1.2

Espace Patients & Proches

Il est inévitable que le milieu hospitalier génère des conflits. Ceux-ci ne sont pas le signe d’un échec de la prise en charge, mais l’expression de difficultés susceptibles de surgir dans la relation entre patients et professionnels de soins. Ces problèmes doivent être traités : ignorer le conflit, c’est risquer de le nourrir. La mission de l’Espace Patients & Proches consiste à maintenir un «lien social».

Situé à l’entrée du bâtiment principal du CHUV, l’Espace Patients&Proches (EPP) a vu le jour en avril 2012. Il est composé de trois médiatrices et médiateurs professionnels.

Lorsque la relation devient difficile entre les patients ou leurs proches et les équipes de professionnels, ou lorsque des problèmes de prise en charge se posent, le travail de l’EPP consiste à favoriser le lien entre les deux parties. Lorsqu’un patient ou l’un de ses proches vient exprimer un problème, les médiatrices et les médiateurs s’assurent d’abord qu’il a parlé aux professionnels concernés. Si ce n’est pas le cas, ils accompagnent la reprise du dialogue et peuvent, si nécessaire, proposer une médiation qui permet à chacun d’exprimer son point de vue de façon transparente. Mais l’EPP est également accessible aux collaboratrices et collaborateurs de l’hôpital qui éprouvent des difficultés dans leur relation avec leurs patients. Il leur donne les outils nécessaires pour gérer leur conflit.

La mission de l’Espace Patients & Proches consiste à maintenir un « lien social ».

La mission centrale de l’Espace Patients&Proches consiste à maintenir ou restaurer le « lien social » : entre patients, proches et professionnels, mais aussi entre les citoyennes et citoyens et « leur » hôpital. Cet objectif est d’autant plus important que nombre de patients ou de proches vont revenir à l’hôpital un jour ou l’autre. L’existence d’un tel lieu prend par ailleurs un sens particulier pour les patients souffrant de maladies chroniques et appelés à maintenir un lien de longue durée avec leur institution de soins.

Les témoignages recueillis à l’EPP sont analysés et restitués afin d’améliorer la qualité de la prise en charge au CHUV.

Il s’agit d’un lieu confidentiel, neutre et gratuit.

Espace Patients & Proches

Environnement et matériel d'observance

Disponibilité et attente

Relationnel

Administratif et droit des patients

Savoir-faire

Nombre de nouvelles situations par jour ouvré

« Le récit de chacun compte »

Interview

Béatrice Schaad, cheffe du Service de communication, responsable de l’Espace Patients&Proches

Depuis sa création en 2012, l’Espace Patients&Proches recueille un nombre croissant de doléances de la part des patients, mais aussi des collaboratrices et collaborateurs de l’hôpital qui rencontrent des difficultés avec ceux-ci.

Depuis 2012, plus de 1500 personnes ont déposé une doléance à l’Espace Patients & Proches (EPP).
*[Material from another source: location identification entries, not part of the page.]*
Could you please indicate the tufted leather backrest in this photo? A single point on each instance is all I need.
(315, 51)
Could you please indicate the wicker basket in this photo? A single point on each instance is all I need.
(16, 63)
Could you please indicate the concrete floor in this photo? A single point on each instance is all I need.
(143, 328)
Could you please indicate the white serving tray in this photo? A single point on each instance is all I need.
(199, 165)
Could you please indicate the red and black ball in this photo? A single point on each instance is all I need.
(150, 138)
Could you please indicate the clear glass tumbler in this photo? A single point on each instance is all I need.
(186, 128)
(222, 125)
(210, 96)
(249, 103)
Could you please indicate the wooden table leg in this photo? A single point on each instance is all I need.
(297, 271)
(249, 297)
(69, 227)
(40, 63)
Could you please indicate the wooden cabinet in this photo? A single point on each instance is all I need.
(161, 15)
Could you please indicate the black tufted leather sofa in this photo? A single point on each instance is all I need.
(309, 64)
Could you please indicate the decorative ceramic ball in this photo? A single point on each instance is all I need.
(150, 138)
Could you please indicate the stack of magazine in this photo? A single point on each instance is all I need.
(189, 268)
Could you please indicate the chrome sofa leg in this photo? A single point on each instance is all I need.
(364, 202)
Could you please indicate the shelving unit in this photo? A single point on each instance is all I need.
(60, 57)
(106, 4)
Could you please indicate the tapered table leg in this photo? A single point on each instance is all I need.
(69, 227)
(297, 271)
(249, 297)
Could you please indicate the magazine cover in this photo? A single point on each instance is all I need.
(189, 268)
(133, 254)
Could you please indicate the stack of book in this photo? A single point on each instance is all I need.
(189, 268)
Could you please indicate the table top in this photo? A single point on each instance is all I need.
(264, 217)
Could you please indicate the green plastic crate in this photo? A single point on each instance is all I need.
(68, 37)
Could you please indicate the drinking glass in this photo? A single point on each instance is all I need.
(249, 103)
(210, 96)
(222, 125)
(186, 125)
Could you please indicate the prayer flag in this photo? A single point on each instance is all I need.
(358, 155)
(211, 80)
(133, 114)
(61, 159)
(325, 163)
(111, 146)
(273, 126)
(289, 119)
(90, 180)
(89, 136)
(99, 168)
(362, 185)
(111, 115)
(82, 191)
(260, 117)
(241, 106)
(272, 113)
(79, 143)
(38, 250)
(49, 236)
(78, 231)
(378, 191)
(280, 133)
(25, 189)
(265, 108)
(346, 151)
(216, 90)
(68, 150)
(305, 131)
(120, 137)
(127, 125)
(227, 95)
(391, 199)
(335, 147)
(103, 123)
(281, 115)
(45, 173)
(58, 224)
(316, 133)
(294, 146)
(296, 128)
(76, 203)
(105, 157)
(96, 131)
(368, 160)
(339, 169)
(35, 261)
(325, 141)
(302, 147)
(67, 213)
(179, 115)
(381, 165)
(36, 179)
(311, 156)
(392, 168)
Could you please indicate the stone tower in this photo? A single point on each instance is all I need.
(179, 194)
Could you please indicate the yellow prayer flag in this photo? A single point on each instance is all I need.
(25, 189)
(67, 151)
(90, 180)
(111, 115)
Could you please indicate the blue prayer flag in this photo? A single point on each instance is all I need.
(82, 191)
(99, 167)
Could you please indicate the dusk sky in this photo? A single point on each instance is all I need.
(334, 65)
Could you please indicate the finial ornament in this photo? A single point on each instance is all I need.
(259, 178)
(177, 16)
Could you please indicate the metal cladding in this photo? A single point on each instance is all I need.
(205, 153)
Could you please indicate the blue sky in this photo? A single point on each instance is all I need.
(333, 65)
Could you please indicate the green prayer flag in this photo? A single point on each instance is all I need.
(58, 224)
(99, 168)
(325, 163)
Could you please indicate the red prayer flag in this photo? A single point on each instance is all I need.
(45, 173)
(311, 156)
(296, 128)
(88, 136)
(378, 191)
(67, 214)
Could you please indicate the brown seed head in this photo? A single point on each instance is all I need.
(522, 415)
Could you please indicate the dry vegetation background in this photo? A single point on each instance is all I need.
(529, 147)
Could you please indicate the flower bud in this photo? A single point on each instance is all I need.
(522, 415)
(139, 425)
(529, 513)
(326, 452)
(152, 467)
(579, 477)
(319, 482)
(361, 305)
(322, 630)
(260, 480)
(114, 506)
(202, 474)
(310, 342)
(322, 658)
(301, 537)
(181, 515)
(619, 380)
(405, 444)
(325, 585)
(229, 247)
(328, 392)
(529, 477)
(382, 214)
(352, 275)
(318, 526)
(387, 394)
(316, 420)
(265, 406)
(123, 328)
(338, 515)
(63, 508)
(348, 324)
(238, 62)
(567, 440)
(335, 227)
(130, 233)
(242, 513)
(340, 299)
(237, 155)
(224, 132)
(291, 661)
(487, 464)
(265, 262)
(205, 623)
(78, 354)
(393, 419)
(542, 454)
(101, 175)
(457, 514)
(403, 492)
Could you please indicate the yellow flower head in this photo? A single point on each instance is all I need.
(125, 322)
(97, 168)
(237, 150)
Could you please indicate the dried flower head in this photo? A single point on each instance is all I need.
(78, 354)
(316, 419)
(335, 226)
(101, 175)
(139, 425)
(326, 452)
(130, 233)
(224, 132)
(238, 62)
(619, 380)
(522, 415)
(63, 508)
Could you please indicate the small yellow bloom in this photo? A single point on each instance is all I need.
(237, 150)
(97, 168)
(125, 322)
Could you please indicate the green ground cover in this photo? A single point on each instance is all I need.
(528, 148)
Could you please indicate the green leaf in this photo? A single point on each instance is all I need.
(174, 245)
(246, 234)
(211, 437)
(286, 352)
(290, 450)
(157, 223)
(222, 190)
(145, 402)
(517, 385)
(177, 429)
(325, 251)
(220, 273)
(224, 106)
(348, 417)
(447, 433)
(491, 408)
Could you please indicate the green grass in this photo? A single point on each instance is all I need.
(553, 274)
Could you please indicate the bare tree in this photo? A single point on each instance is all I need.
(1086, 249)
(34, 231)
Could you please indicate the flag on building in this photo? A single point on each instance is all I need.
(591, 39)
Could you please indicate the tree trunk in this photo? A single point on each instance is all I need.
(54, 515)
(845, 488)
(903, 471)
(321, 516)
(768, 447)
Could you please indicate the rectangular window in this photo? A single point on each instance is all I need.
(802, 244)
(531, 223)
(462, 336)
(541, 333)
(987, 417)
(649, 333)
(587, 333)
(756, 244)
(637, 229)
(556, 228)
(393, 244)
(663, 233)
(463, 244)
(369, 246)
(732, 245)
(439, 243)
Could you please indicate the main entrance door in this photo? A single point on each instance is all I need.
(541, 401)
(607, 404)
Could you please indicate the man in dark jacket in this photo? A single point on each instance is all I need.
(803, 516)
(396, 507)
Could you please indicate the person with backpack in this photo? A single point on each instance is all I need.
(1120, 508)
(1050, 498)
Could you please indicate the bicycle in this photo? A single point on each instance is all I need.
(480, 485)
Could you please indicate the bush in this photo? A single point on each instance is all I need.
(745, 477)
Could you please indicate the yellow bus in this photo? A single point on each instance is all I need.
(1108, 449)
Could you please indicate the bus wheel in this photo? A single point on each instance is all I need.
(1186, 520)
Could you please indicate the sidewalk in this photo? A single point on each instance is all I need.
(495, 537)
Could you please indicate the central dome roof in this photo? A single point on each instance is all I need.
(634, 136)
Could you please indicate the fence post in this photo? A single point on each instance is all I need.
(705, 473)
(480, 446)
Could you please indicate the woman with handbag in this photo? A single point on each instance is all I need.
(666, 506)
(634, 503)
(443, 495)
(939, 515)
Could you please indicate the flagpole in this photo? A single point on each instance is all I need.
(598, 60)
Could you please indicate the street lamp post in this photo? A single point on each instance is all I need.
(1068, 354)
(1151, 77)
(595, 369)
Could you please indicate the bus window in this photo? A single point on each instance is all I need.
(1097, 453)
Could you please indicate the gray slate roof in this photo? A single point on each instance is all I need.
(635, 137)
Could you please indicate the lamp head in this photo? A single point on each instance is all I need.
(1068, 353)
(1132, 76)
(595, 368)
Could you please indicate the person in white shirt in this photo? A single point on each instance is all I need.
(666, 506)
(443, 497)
C’est beaucoup ?

En chiffre absolu, c’est très peu. Dans un CHUV qui soigne plus de 50’000 personnes par année, le nombre de personnes venues exprimer une doléance est similaire à ce que l’on observe dans d’autres hôpitaux universitaires. Malgré tout, nous estimons qu’il faut leur accorder du poids. Le milieu médical se base habituellement sur d’importants échantillons pour travailler, mais l’EPP défend l’idée que même les voix de quelques-uns doivent compter. En 2015, en médecine interne, quatre patients se sont plaints de ne pas avoir su avec quel médecin interagir; ils s’étaient sentis en insécurité face au tournus des soignants. Malgré le petit nombre des plaintes, le chef du service, le Prof. Waeber, a décidé de changer sa pratique. Désormais, chaque fois qu’une équipe change, un médecin de référence donne sa carte de visite aux patients. C’est le genre de réaction qu’espèrent nombre de personnes qui déposent une doléance.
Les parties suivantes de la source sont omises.